A small boy of about ten brought the food to our red plastic table. He was silent and grimy and looked blankly at me when I asked where he came from. I suspected he had been warned not to answer questions.

I noticed that the fingers of his right hand were deformed and his nails looked as though they had been pulled out at some stage.

The dhaba owner informed us, “His Mummy and Daddy work in the fields. They are from Bihar.”P1010646

The boy put down a fistful of brown gur wrapped in a scrap of paper. We left it for him, because when we finished and wanted to leave him a tip he was nowhere to be seen. I can still see his dark face. He will never get to Sangam School. He may be illiterate, but probably has a few  more important skills than any of the Sangam children.

My cold got worse. I stopped feeling bad about not letting the world in.

{ 4 comments… add one }
  • siddo February 22, 2013, 10:03 am

    This is a gloomy piece. May be it is time to hurry back to Oxford where the wind is icy and the sky leaden grey.
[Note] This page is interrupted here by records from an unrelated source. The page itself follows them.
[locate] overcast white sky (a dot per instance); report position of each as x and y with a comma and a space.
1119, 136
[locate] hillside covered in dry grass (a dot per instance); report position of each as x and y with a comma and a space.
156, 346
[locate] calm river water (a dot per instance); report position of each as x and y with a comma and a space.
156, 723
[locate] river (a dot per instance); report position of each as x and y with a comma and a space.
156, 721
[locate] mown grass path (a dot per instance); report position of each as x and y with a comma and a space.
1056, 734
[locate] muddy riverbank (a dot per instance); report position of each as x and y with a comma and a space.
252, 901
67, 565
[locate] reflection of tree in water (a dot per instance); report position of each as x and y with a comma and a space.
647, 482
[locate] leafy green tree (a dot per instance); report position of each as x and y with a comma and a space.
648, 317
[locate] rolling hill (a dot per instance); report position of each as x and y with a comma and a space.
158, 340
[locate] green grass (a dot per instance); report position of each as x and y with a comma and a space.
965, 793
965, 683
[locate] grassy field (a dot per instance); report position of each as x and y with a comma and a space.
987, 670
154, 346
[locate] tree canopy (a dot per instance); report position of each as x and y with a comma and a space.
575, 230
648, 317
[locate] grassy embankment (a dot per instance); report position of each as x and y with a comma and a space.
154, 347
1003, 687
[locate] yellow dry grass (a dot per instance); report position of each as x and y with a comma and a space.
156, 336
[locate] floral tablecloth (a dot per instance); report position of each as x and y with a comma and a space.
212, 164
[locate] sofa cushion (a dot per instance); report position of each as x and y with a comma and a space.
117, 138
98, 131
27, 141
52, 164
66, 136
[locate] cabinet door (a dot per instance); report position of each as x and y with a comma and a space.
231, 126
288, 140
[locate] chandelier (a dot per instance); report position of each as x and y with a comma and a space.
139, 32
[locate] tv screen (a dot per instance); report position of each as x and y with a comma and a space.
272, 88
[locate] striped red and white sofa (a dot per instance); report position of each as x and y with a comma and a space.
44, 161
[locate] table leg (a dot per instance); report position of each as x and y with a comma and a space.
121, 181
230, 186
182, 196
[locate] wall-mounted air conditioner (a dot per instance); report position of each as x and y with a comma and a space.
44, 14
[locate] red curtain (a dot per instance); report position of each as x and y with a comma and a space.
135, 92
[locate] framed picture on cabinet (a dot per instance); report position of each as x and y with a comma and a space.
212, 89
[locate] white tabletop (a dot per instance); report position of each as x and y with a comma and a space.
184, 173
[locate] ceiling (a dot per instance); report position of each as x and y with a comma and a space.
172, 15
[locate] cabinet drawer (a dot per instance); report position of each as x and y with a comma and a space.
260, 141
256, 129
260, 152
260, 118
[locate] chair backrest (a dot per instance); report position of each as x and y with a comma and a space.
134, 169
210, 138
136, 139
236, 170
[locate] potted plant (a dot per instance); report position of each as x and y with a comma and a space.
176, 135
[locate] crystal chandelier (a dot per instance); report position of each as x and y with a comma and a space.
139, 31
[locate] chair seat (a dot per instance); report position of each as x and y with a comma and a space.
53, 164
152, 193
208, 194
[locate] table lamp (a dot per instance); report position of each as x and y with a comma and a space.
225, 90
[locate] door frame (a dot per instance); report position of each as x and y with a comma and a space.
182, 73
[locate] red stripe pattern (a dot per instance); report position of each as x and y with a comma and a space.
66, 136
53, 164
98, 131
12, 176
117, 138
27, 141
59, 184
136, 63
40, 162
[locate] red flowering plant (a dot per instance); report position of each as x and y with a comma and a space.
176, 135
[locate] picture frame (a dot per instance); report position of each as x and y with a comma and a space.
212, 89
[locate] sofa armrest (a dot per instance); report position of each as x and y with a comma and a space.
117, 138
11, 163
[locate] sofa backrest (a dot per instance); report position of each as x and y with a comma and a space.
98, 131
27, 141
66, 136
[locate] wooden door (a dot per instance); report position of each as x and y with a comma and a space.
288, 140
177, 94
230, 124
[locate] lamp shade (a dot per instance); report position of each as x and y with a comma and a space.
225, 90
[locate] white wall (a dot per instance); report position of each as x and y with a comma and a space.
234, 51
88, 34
    • pratima February 22, 2013, 10:09 am

      Guess where the skies are still leaden? Yes, Delhi is having the most prolonged winter ever and I am anxious to get away from its ersatz climate to somewhere genuinely ghastly!
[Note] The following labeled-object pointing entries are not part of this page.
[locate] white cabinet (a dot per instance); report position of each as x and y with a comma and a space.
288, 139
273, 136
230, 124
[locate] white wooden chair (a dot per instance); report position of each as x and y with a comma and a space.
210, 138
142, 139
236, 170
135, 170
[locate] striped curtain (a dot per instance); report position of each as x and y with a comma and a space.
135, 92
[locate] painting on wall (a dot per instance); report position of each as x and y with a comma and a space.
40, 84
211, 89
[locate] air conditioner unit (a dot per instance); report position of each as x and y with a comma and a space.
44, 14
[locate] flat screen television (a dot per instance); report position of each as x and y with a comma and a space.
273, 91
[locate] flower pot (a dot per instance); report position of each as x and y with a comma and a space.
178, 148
  • Duchess of Cornwall February 22, 2013, 10:08 am

    “..thick blanket of evil smog that sat heavily on the capital all month”…..dont blankets ‘lie’ rather than ‘sit’, or at least that is the case in Clarence House….darling when do you return to England…do pop in and tell us all….Charles sends a kiss

    • pratima February 22, 2013, 11:41 am

      Your Grace (what is the correct appellation for a duchess?)
      I do apologize for offending your sensibilities re the Queen’s language, but if a blanket is imagined metaphorically as a beast that sits heavily on the chest of it’s prey- or victim- then I am afraid I do beg to disagree with you.
      I’ll be honoured to “pop in”, as you quaintly and vulgarly put it, and will hope to be thrown a morsel of Battenburg cake.